Conditional Neural Processes with Covariance Loss


Boseon Yoo, Jiwoo Lee, Janghoon Ju, Seijun Chung, Soyeon Kim and Jaesik Choi*


* Corresponding Author

ICML21 Paper



We introduce a novel loss function, Covariance Loss, which is conceptually equivalent to conditional neural processes (CNPs) and has a form of regularization so that it is applicable to many kinds of neural networks. Our covariance loss maps input variables to basis space by highly reflecting the dependencies of target variables as well as mean activation and mean dependencies of input and target variables. This nature enables the resulting neural networks to become more robust to noisy observations and recapture missing dependencies from prior information. We can see the application of covariance loss outperforms state-of-the-art models.


Covariance Loss

This figure shows the key idea of covariance loss. We learn a mapping function with a temporal deep neural network for a given dataset, for example, in our paper, we use Spatio-temporal graph convolutional networks (STGCN) and graph wavenet (GWNET). During the learning with covariance loss, we find a basis function space that minimizes not only the traditional mean square error of prediction but also the mean square error between covariance matrices of basis functions and target variables (this is our covariance loss term). The traditional way to optimization based on the mean square error usually results in finding a basis function space that only considers the mean activation of input variables and ignores the dependencies of target variables. Thus, for example, in cases the target variables are similar but input variables vary due to some kind of noisy signals, their basis functions may be irrelevant to each other, and incorrect predictions can be made as shown in the case ‘without cov’ in this image. In contrast, covariance loss forces basis functions to reflect dependencies of target variables so that the irrelevant basis functions become similar as well even though it sacrifices the mean activation as shown in case ‘with cov’ so that the results get the noisy robust prediction.


The Effect of Covariance Loss on Classification

To show the effect of covariance loss we analyze this on both classification and regression problems. First, we employ a simple deep neural network (DNN) for the classification and compare characteristics of resulting basis function spaces on the MNIST dataset. The following results of covariance matrices’ elements are sorted in ascending order of the labels (0 to 9).

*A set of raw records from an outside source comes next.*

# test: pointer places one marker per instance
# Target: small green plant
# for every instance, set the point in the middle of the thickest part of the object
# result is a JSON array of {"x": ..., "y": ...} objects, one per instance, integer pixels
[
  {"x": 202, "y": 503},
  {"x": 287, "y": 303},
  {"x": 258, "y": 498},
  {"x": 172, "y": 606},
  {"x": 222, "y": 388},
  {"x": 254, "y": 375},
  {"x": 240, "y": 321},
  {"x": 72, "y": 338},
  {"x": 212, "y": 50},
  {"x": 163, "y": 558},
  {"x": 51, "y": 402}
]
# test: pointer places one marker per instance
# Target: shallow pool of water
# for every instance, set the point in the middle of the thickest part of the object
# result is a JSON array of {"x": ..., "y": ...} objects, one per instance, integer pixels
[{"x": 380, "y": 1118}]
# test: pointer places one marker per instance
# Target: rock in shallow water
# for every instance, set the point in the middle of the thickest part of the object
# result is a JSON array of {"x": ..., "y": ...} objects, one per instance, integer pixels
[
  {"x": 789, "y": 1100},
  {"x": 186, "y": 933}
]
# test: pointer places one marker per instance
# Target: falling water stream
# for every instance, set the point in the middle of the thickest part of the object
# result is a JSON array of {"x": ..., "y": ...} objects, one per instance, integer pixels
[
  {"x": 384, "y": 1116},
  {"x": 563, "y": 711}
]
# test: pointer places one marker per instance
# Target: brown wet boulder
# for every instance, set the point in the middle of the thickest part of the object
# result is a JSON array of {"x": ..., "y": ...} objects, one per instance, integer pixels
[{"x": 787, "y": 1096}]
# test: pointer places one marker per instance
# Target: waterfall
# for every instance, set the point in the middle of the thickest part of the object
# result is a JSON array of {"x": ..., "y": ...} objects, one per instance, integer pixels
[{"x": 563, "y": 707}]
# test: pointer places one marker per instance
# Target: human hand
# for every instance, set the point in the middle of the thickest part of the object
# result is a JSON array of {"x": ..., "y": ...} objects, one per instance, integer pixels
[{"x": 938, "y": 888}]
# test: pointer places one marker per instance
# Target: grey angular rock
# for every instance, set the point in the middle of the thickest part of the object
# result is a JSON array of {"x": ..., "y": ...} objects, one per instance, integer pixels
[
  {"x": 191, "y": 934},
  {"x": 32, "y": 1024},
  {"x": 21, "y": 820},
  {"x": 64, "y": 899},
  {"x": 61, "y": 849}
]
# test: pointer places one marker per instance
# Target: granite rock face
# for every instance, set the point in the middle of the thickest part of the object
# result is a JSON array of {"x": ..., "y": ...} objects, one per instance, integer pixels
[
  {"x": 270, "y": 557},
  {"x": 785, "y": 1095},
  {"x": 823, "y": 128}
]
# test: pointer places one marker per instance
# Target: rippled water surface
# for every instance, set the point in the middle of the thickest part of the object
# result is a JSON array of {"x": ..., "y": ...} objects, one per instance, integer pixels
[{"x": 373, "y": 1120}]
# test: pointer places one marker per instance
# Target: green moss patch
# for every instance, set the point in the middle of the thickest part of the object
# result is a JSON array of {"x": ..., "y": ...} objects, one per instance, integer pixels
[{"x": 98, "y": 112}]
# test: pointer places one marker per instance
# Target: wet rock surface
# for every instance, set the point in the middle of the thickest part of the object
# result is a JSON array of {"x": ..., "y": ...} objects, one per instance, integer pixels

As shown in the above figure, the covariance matrices of the basis fuctions are computed from each model. The covarianc matrix from the DNN with covariance loss (c) has a similar pattern with the covariance matrix of the target variables (d) while the covariance matrix of the basis function generated by DNN (b) seems to have a similar pattern with that of input variables (a). We can see that the basis functions (b) for each sample are highly affected by mean activations of input variables (a) and thus, even though the samples belong to different classes. Meanwhile, the covariance loss (c) focuses more on finding a space in which only the basis functions which belong to the same class have high covariance while the basis functions for different classes have small covariance to reflect the dependencies of target variables.

We also analyze the ambiguous samples. The above sample (left) looks similar to the class ‘0’ and the prediction with mean activation of the input variable is incorrect (middle). In contrast, the optimization with covariance loss shows the correct prediction for the ambiguous sample (right).


The Effect of Covariance Loss on Regression

Next, we show the effect of the covariance loss on regression problems such as the traffic forecasting problems. As shown in the following figure, the predictions without covariance loss (red line) show qualitatively more competative predictions. More specifically, predictions from genuine GWNET (blue lines) are vulnerable to noisy nodes (left), and furthermore fail to detect the beginning of rush our (right). The optimization with covariance loss function (red line), however, not only achieve predictions more robust for noisy nodes but also successfully detect the rush hours.


Even though STGCN and GWNET can capture the underlying spatio-temporal dependencies automatically, still suffers from inaccurate predictions caused by noisy observations and misconnected dependencies. The above figure shows that the covariance loss may become a promising solution for such cases since it has a chance to discover the dependencies between every pair of target variables.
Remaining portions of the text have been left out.